With a universe of some 5,000 stocks to choose from, the ethos behind the fund is that markets are inefficient and that it is easiest to capture the inefficiencies at the stock level, where in-depth proprietary research can provide considerable information advantage. Richard believes long-term returns are driven by valuation considerations, but is willing to exploit other opportunities if the investment case is strong enough. Ideas are sourced from Schroders’ huge regional analyst team, brokers and the managers themselves.

Each stock is then assessed, with the Schroders team forming an opinion on the value of the business based on fundamental research that looks at sustainability of returns, reinvestment opportunities, management and earnings. Valuation is important and the managers will look for a catalyst that could see the businesss fortunes improve.

While bottom-up stock selection will always be the primary driver of country allocation, there will be occasions where the manager seeks to overlay a specific country exposure given a relative view on the economic or market background.

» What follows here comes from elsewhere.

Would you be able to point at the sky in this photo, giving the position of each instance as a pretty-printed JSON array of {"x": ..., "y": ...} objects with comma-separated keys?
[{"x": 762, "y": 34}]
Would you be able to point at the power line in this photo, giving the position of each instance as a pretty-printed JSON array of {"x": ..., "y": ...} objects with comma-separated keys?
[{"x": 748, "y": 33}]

The opposite can also be true. For example, Richard was strong in his belief that when China re-opened in late 2022, a lot of the share price momentum had already been priced in. The portfolio currently has 15.5 per cent in China, half that of the MSCI AC Asia Index**. Concerns over the lack of a bigger stimulus plan coming through have meant areas of concern, like the troubled property sector, remain in the spotlight.

Instead the team believe there are greater opportunities in the likes of Hong Kong, India and Taiwan. Hong Kongs currency board imports interest rate policy from the US Federal Reserve, which has been a headwind. However, with rates set to fall, the hope is this will be more positive for growth in the future.

Richard says: Valuations versus history are cheap and lots of our exposure is to areas like financials (such as insurance) which has low penetration across Hong Kong and China and has a good, long-term growth story. We also like some external-facing stocks, such as the industrials.”

The overweight to India is positioned more toward large-cap names, with Richard and Abbas having recently taken some money out of the small and mid-cap space as they feel it is fairly valued.

Almost 60 per cent of the portfolio is currently held in financials and information technology stocks**. Commenting on the latter, Richard cites a number of tailwinds, such as the cutbacks in some of the semi-conductor stocks in Korea and Taiwan, which was starting to have an impact on inventories (production cuts). He also says a number of names in both countries have benefitted from the growing interest in Artificial Intelligence.

The team are now seeing that aforementioned dispersion in markets, citing countries like Singapore, Philippines and Indonesia as those with companies at more attractive levels than weve seen in the past”.

Turnover in the portfolio has been relatively low, although this could increase in a rate-cutting environment. That said, fast rate cuts will not impact the valuation focus on a stock-by-stock basis. Richard cites banks as an example, saying that although rate cuts would not be great, much of the expectation has already been priced in.

With an experienced management team – backed by a high quality team of analysts –  we believe the fund has the ability to remain a core holding for those wanting active exposure in Asia.

*Source: FE Analytics, total returns in sterling, 5 April 2021 to 5 April 2024

**Source: fund factsheet, 29 February 2024

Past performance is not a reliable guide to future returns. You may not get back the amount originally invested, and tax rules can change over time. Juliets views are her own and do not constitute financial advice.